When the lockdowns were first announced, it triggered this huge adrenalin rush that lingered for months. The first reaction was to do something, anything (ironically, given that the best defence against the virus was to stay home and do very little). My business partner and I went on a mad blitz running around to make sure we had everything, buying everything from motorbikes to packaging to stationary.

The wartime spirit was kindled. That initial spurt was one of the most intellectually stimulating periods of my life. When my mentor, rang me up to draft me into the “transformation” sub-committee of the PM’s Road Map to Recovery from Covid19, it really did feel as though one had a very real and immediate responsibility to shoot out new ideas and new policies, and have them rigorously tested (those four-hour Zoom meetings still give me a bit of post-traumatic stress). It is always a lot harder to draft policies than to criticise them.

At the same time, many of my friends were rallying. I was drafted into innumerable WhatsApp groups doing everything from designing ventilators, sourcing liquid rubber for gloves in Malaysia, reading children bedtime stories, and finding ways to support musicians and artists.

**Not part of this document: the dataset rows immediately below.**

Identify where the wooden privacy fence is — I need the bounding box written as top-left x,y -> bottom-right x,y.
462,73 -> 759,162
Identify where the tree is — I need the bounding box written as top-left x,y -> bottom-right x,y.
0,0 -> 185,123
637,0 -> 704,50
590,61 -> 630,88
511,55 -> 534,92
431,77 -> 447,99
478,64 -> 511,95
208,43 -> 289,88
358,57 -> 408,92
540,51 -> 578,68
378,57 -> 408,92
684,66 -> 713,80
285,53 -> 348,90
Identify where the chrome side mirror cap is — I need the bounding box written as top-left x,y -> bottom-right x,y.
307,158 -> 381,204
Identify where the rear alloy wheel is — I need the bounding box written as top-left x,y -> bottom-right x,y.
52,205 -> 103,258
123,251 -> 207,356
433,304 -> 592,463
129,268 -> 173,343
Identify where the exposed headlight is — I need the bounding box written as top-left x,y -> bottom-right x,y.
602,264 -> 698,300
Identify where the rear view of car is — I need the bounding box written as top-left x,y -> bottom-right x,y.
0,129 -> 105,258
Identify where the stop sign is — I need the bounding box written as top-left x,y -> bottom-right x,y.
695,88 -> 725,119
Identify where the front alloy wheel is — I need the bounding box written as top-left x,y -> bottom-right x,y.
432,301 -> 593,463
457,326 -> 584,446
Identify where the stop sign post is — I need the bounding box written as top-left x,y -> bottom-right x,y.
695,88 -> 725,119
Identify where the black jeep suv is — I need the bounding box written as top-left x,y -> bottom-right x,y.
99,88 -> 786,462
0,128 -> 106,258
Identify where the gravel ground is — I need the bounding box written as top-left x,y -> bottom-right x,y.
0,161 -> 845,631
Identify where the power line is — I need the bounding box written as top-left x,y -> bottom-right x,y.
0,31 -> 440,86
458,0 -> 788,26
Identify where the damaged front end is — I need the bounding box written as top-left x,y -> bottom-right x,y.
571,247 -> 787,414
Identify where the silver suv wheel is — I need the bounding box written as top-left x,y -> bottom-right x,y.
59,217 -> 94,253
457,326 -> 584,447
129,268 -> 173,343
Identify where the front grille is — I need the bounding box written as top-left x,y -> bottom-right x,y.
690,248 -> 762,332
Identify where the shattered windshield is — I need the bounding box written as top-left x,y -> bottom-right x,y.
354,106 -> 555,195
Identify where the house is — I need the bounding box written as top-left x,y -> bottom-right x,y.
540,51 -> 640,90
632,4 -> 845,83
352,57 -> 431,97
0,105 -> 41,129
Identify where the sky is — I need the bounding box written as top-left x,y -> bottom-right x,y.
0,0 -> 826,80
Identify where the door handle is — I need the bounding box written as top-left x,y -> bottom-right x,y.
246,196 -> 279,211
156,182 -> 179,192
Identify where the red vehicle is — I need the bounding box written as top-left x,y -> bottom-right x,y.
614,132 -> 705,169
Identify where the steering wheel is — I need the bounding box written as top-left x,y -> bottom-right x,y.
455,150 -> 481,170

I know so many people who finally, through necessity (losing their jobs) or opportunity (having been fortunate enough to be in technology) suddenly found their resolve and finally “did the thing”.

As an entrepreneur in health technology it was bizarre. One the one hand what we were doing overnight became the focus of the entire world’s efforts – opening lots of opportunities – with virtual meetings levelling the field for people from smaller countries. But on the cusp of launching our company, I watched the deadlines stretch into the horizon as one international software engineer after the other caught covid19. With losses mounting, it felt for some time as though I was trapped in a terrible limbo.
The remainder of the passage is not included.